Eine Debatte über Body Positivity ist jüngst auf ZDF eskaliert. Der anwesende Arzt thematisierte die Gesundheit und betonte die negativen Aspekte des bejahenden Körperkults - und erntete dafür einen Shitstorm.

Ist der Body-Positivity-Trend eine gute Entwicklung? Oder hat er auch schädliche Auswirkungen? 20 Minuten hat bei einem Arzt, einem Adipositas-Spezialisten, einer Schönheitschirurgin und einem Psychologen nachgefragt.

Der Arzt

«Es ist gut, dass Body Positivity gefördert wird», sagt Matthias Kösters, Oberarzt im Adipositaszentrum des Spitals Muri. Es sei auch für die mentale Gesundheit von Vorteil, wenn man mit sich zufrieden sei – vor allem in einem Zeitalter, in dem Influencer ein Schönheitsideal in den sozialen Medien verkörpern, welches es so im realen Leben nicht gebe. Er glaubt nicht, dass der Trend zu ungesundem Verhalten oder Übergewicht verleitet.
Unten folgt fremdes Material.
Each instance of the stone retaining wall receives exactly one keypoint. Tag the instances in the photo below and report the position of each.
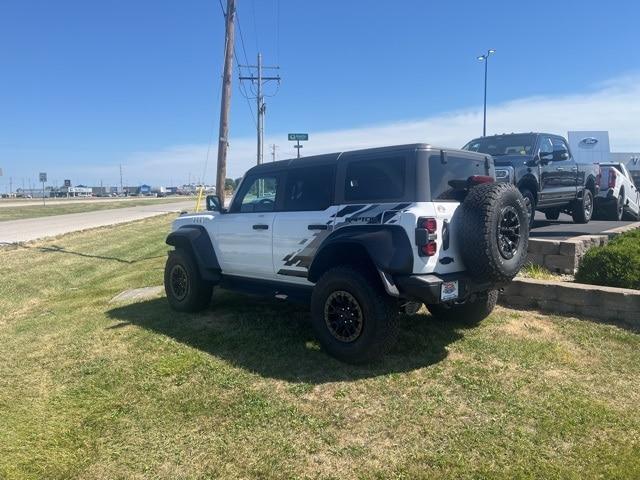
(564, 256)
(603, 303)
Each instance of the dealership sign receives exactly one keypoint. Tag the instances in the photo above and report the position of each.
(588, 142)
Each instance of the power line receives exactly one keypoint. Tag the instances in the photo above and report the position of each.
(259, 80)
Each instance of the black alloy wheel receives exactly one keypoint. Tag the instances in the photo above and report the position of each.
(179, 282)
(343, 316)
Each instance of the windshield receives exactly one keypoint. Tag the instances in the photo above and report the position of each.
(497, 145)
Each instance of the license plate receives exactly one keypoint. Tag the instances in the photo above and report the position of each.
(449, 290)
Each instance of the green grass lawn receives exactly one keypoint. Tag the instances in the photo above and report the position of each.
(92, 389)
(38, 210)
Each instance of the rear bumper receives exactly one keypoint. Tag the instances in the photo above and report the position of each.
(427, 288)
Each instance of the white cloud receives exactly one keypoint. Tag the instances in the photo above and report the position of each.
(613, 105)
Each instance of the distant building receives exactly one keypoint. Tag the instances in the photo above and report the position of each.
(593, 147)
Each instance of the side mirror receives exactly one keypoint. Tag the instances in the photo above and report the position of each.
(546, 157)
(213, 203)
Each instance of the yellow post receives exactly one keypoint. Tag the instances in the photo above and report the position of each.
(199, 198)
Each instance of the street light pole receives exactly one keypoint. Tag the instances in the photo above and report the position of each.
(485, 58)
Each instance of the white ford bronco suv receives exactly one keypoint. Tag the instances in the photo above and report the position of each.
(361, 236)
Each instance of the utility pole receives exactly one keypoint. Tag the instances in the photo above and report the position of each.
(260, 79)
(485, 58)
(225, 104)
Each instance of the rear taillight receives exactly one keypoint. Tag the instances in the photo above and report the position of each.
(612, 178)
(429, 224)
(426, 236)
(429, 249)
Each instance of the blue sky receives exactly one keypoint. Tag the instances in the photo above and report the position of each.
(87, 85)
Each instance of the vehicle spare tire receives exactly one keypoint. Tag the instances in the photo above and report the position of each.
(494, 232)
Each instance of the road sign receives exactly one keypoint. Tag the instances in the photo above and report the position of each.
(293, 137)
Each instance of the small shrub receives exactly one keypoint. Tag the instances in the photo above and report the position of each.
(538, 272)
(617, 264)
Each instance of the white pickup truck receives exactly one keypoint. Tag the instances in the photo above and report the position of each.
(618, 196)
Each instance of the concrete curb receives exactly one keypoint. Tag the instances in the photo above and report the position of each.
(621, 305)
(564, 256)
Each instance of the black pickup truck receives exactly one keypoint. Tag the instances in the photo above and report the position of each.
(545, 172)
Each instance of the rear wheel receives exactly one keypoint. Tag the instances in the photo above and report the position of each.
(470, 313)
(186, 290)
(583, 208)
(354, 319)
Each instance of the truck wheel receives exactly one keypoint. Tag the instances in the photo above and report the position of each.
(494, 231)
(530, 204)
(471, 312)
(583, 208)
(552, 214)
(186, 290)
(354, 319)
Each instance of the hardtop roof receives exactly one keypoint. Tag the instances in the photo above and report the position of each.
(327, 158)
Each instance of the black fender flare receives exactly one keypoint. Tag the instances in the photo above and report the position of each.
(388, 247)
(195, 238)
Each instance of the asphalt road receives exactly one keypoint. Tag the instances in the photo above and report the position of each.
(564, 228)
(37, 202)
(28, 229)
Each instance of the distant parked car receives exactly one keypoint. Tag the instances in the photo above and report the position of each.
(545, 172)
(618, 196)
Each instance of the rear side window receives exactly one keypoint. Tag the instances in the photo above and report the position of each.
(375, 179)
(309, 188)
(448, 181)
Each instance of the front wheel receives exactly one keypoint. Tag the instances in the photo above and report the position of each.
(583, 208)
(470, 312)
(354, 319)
(186, 290)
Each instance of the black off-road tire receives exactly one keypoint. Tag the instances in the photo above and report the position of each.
(484, 230)
(379, 313)
(186, 290)
(552, 214)
(469, 313)
(530, 204)
(579, 212)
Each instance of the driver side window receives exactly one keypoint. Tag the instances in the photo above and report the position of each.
(259, 195)
(545, 145)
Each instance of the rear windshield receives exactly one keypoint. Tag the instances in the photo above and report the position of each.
(497, 145)
(449, 181)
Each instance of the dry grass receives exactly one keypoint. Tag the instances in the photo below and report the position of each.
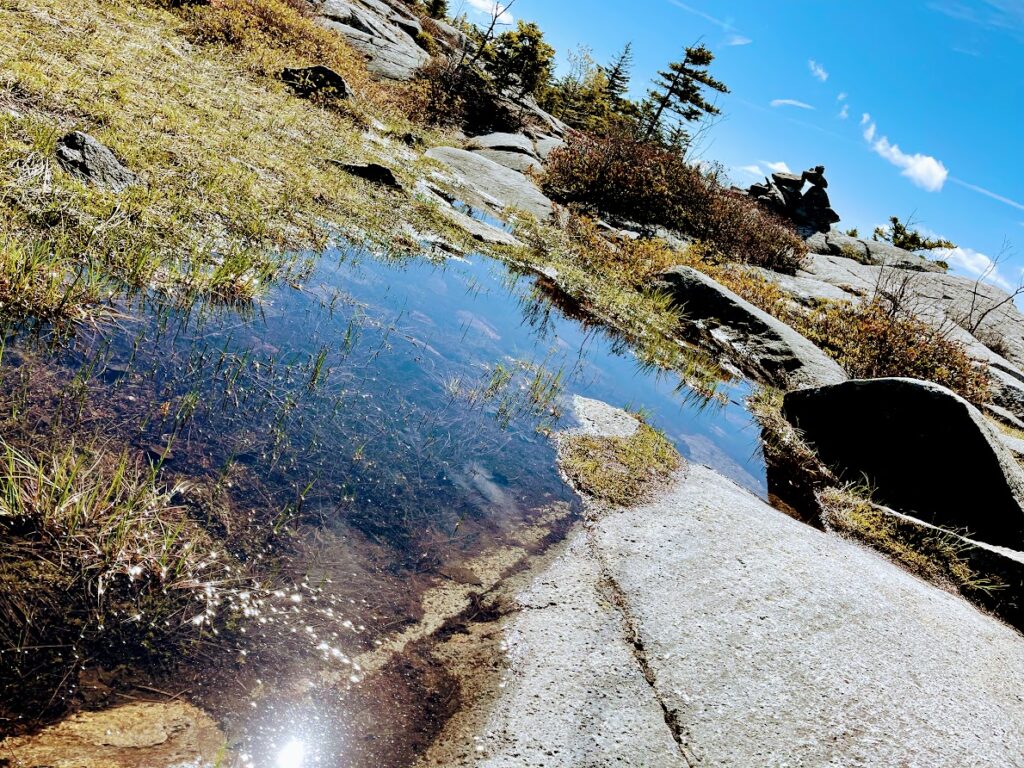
(235, 169)
(933, 554)
(99, 564)
(621, 471)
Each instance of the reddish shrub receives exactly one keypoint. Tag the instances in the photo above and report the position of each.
(630, 179)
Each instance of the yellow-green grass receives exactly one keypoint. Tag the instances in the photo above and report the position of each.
(235, 170)
(933, 554)
(621, 471)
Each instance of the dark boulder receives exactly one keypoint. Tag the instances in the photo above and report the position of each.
(783, 195)
(925, 451)
(83, 157)
(317, 81)
(373, 172)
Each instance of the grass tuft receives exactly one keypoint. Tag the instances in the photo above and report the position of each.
(621, 471)
(100, 564)
(933, 554)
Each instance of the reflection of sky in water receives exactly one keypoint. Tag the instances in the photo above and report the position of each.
(341, 393)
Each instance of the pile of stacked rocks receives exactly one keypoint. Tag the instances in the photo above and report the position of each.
(784, 195)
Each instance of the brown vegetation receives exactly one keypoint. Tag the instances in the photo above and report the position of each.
(641, 182)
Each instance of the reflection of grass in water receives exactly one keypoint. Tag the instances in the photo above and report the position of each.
(619, 470)
(520, 389)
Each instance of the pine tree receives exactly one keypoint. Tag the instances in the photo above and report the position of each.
(680, 91)
(619, 75)
(522, 56)
(437, 8)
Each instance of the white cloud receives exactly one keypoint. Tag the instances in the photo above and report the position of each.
(924, 170)
(489, 7)
(974, 263)
(791, 102)
(989, 194)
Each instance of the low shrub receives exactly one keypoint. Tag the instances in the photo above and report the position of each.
(877, 339)
(638, 181)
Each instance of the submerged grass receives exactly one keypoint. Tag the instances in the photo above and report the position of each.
(621, 471)
(100, 564)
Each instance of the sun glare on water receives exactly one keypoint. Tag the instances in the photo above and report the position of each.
(292, 755)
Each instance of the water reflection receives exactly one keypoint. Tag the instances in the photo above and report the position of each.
(366, 432)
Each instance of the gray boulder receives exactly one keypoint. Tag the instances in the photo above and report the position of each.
(869, 252)
(510, 150)
(493, 184)
(761, 345)
(924, 450)
(384, 32)
(86, 159)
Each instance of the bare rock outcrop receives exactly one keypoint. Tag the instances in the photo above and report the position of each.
(924, 450)
(759, 344)
(86, 159)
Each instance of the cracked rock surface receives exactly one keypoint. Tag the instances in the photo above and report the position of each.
(707, 629)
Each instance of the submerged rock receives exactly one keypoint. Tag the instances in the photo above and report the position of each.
(924, 451)
(85, 158)
(315, 81)
(156, 735)
(761, 345)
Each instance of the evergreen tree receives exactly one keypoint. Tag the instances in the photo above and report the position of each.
(619, 74)
(522, 55)
(680, 91)
(437, 8)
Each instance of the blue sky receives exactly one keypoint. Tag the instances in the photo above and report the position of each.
(942, 82)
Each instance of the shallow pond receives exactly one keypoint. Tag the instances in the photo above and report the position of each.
(394, 415)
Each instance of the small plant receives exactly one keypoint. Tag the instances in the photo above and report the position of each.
(933, 554)
(879, 339)
(100, 563)
(621, 471)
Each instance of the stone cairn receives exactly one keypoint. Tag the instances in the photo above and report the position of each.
(784, 196)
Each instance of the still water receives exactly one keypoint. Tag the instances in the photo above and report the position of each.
(394, 417)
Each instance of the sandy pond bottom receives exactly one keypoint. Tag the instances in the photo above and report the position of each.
(391, 417)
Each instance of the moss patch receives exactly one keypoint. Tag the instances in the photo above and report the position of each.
(622, 471)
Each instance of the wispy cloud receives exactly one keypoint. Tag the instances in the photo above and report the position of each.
(725, 25)
(790, 102)
(924, 170)
(999, 15)
(817, 71)
(489, 7)
(976, 264)
(989, 194)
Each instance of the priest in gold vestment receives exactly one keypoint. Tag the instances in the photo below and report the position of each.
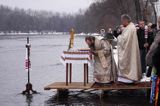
(104, 64)
(129, 65)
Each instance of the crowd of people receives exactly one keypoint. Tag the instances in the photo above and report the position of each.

Trotzdem ist Vorsicht geboten: «Sobald der Trend der Gesundheit schadet, hat das nicht mehr viel mit Body Positivity zu tun», so der Oberarzt. Übergewicht sei auf lange Sicht sehr ungesund, Adipositas führe gar zu Gelenkproblemen, Herz-Kreislauf-Erkrankungen, Diabetes und Krebserkrankungen – das seien Fakten, die nicht zur Diskussion stünden.

Der Adipositas-Spezialist

«Dass die Menschen aus psychologischer Sicht etwas Gutes in der Body-Positivity-Bewegung sehen, verstehe ich absolut», sagt auch Ralph Peterli, Vorstandsmitglied der Allianz Adipositas Schweiz. Aber sie täten sich keinen Gefallen, weil sie damit eine Krankheit verneinen. Das sei langfristig gesehen problematisch.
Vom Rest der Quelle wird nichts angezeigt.